7. Future Perspectives
Diastolic function assessment through echocardiography holds immense promise, propelled by rapid advancements in technology and an enhanced understanding of cardiac physiology. AI and ML applications are on the cusp of reshaping the landscape, deploying algorithms to automate intricate measurements and deliver nuanced analyses. Ongoing studies are striving to harness AI's potential to refine diagnostic criteria and elevate risk stratification, signifying a pivotal shift toward precision medicine in the realm of LVDD. Simultaneously, strain imaging provides more comprehensive insight into cardiac dynamics, potentially heightening sensitivity to detect subtle changes. Researchers are actively exploring the seamless integration of these advanced imaging modalities into algorithms for diastolic function assessment, thereby enriching our diagnostic arsenal. In the most recent studies, efforts have been made to integrate STE measures of LAS with ML to enhance the classification of LVDD [
121].
In the inadequately explored domain of molecular imaging and biomarkers for LVDD, identifying novel markers could be the key to early detection and personalized management, aspects not covered in this review. Initiatives to unveil the molecular and cellular processes underlying LVDD could pave the way for targeted imaging agents and blood-based assays, equipping clinicians with tools to assess diastolic function at the molecular level. The future envisions a shift toward patient-centric approaches, integrating patient-reported outcomes and preferences into diagnostic strategies for a more personalized approach to care. Collaborative and multidisciplinary research initiatives are gaining momentum, addressing standardization challenges and translating research findings into clinical practice. This collective endeavor is poised to usher in a new era in cardiovascular medicine, where innovative technologies and collaborative endeavors converge to redefine the diagnosis and management of LVDD, ultimately enhancing patient outcomes.
8. Conclusion
Reduced myocardial relaxation is among the earliest indicators of LV mechanical dysfunction. The exploration of diastolic dynamics by echocardiography is crucial for understanding and addressing a spectrum of myocardial conditions, including myocardial ischemia, hypertensive heart disease, hypertrophic cardiomyopathy, and HFpEF. Echocardiography, as the primary imaging modality for assessing LVDD, provides valuable insights into its hemodynamic impact and improves prognostic accuracy. From detecting subtle changes to guiding personalized treatments, this approach encompasses rest echocardiography, SE, and STE, as well as the application of AI and ML. Its multifaceted role significantly contributes to improving patient outcomes. To enhance accuracy in estimating LV filling pressure and grading LV diastolic function, the ASE guideline strongly recommends a comprehensive approach that integrates clinical data with echocardiographic findings [
19].
Looking ahead, the future of echocardiography in diastolic function assessment is bright, with AI and ML poised to further refine diagnostic accuracy and enable personalized patient assessments. Research into molecular imaging and biomarkers is expected to unlock new possibilities for early detection and targeted management of LVDD. The integration of patient-reported outcomes and preferences into diagnostic strategies marks a shift toward more personalized care.

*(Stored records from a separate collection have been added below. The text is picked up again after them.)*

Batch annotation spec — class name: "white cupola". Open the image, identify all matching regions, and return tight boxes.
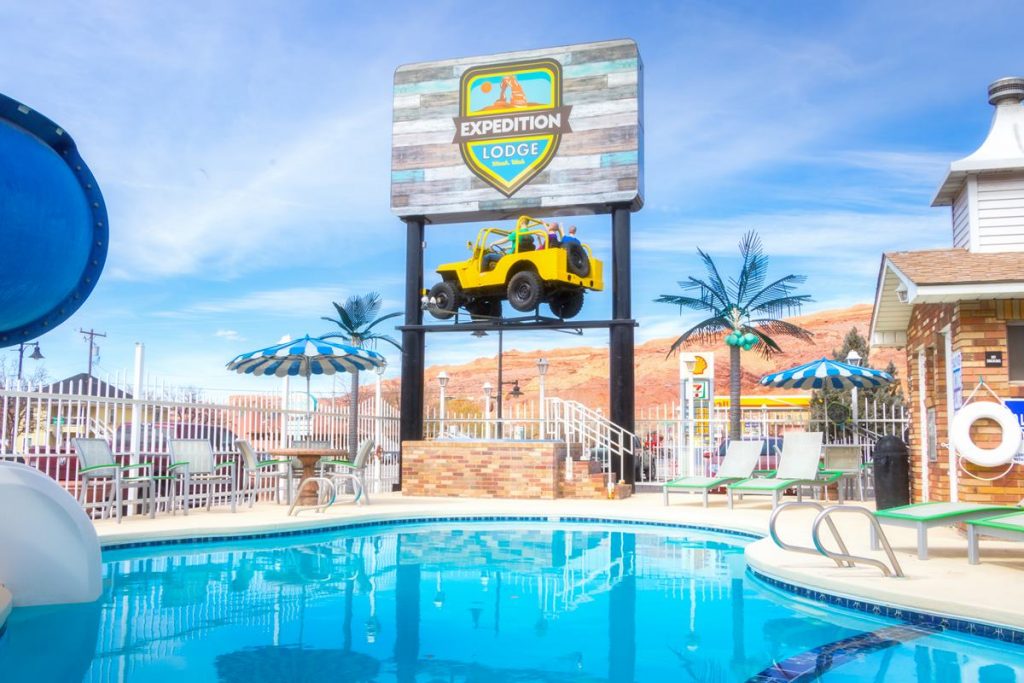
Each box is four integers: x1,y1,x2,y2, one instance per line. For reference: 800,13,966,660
932,78,1024,253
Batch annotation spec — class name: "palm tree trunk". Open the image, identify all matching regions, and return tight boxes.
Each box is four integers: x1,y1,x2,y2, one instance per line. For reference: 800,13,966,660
348,370,359,460
729,346,742,441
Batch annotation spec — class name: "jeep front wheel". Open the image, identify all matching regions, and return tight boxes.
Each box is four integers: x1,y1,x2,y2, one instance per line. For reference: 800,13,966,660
427,282,459,321
548,290,583,321
508,270,544,312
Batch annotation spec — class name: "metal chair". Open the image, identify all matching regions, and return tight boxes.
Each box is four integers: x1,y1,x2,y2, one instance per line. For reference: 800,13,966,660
72,438,157,524
234,439,294,508
321,438,374,505
167,439,239,515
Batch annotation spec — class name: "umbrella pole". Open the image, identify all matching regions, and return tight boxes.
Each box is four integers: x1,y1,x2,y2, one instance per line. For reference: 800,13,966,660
306,360,313,441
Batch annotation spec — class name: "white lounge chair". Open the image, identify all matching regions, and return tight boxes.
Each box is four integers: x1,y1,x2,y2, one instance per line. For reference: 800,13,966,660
167,438,239,515
72,438,157,524
727,432,823,510
662,440,765,508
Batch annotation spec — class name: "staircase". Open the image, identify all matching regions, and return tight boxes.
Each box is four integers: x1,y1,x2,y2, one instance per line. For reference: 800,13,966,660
542,396,636,498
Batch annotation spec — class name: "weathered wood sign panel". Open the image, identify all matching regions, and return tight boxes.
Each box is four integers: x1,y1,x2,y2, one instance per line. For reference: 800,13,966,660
391,40,643,223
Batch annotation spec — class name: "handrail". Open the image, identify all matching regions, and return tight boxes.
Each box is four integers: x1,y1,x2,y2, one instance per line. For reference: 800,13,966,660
811,505,903,577
542,396,636,484
768,501,853,566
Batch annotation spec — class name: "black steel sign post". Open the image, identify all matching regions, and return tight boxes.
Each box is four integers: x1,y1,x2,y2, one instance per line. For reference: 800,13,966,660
391,40,643,486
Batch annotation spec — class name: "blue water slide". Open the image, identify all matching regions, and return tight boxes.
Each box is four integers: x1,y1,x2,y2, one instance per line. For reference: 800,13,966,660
0,94,109,347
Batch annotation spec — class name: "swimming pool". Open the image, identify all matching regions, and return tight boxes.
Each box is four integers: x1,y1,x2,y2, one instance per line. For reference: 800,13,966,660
0,521,1024,683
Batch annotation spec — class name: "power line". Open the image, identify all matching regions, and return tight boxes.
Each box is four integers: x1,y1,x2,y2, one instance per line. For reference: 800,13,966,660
79,328,106,377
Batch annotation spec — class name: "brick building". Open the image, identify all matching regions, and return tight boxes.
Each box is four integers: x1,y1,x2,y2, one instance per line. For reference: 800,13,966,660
870,78,1024,504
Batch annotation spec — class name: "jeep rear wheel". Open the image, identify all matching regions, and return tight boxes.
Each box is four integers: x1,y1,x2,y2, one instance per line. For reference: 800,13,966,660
427,281,460,321
565,244,590,278
548,290,583,321
508,270,544,312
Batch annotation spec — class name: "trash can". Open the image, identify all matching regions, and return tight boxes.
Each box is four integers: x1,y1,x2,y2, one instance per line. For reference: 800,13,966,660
871,436,910,510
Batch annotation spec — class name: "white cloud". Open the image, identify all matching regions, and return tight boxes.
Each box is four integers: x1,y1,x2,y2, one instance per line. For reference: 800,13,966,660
213,330,246,342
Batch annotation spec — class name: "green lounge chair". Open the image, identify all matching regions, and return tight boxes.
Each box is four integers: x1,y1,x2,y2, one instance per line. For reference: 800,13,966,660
871,503,1019,560
727,432,823,510
663,441,765,508
967,509,1024,564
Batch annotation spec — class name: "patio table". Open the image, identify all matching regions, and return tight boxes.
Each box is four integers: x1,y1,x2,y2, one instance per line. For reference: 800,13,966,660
267,447,348,506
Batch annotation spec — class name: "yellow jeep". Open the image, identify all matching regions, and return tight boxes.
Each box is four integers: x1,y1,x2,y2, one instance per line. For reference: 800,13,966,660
427,216,604,321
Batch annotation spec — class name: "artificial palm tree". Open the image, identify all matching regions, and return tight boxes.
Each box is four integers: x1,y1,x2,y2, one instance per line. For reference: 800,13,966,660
321,292,401,458
654,230,812,439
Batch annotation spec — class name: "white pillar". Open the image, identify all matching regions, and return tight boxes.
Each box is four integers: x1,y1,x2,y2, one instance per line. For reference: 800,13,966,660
129,342,145,466
374,373,384,447
281,375,288,449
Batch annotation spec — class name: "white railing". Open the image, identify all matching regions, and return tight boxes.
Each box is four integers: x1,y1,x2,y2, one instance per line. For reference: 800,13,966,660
0,380,399,511
544,397,636,488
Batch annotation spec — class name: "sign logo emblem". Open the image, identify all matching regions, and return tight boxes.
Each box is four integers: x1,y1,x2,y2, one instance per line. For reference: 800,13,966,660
453,59,572,197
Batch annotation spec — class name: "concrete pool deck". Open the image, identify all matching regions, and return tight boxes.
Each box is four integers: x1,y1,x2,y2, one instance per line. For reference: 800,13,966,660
95,494,1024,629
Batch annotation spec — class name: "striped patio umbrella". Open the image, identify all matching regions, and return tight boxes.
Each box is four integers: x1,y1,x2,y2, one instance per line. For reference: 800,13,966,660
761,358,893,389
227,335,387,438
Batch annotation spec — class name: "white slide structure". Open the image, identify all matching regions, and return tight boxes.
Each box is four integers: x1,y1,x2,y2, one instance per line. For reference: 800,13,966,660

In conclusion, echocardiography remains an indispensable tool in the evaluation of diastolic function. The field is evolving rapidly, with technological advancements and collaborative research efforts driving significant improvements in cardiac diagnostics and therapy. This evolution is set to redefine the management of LVDD, ultimately enhancing patient outcomes and advancing the field of cardiovascular medicine.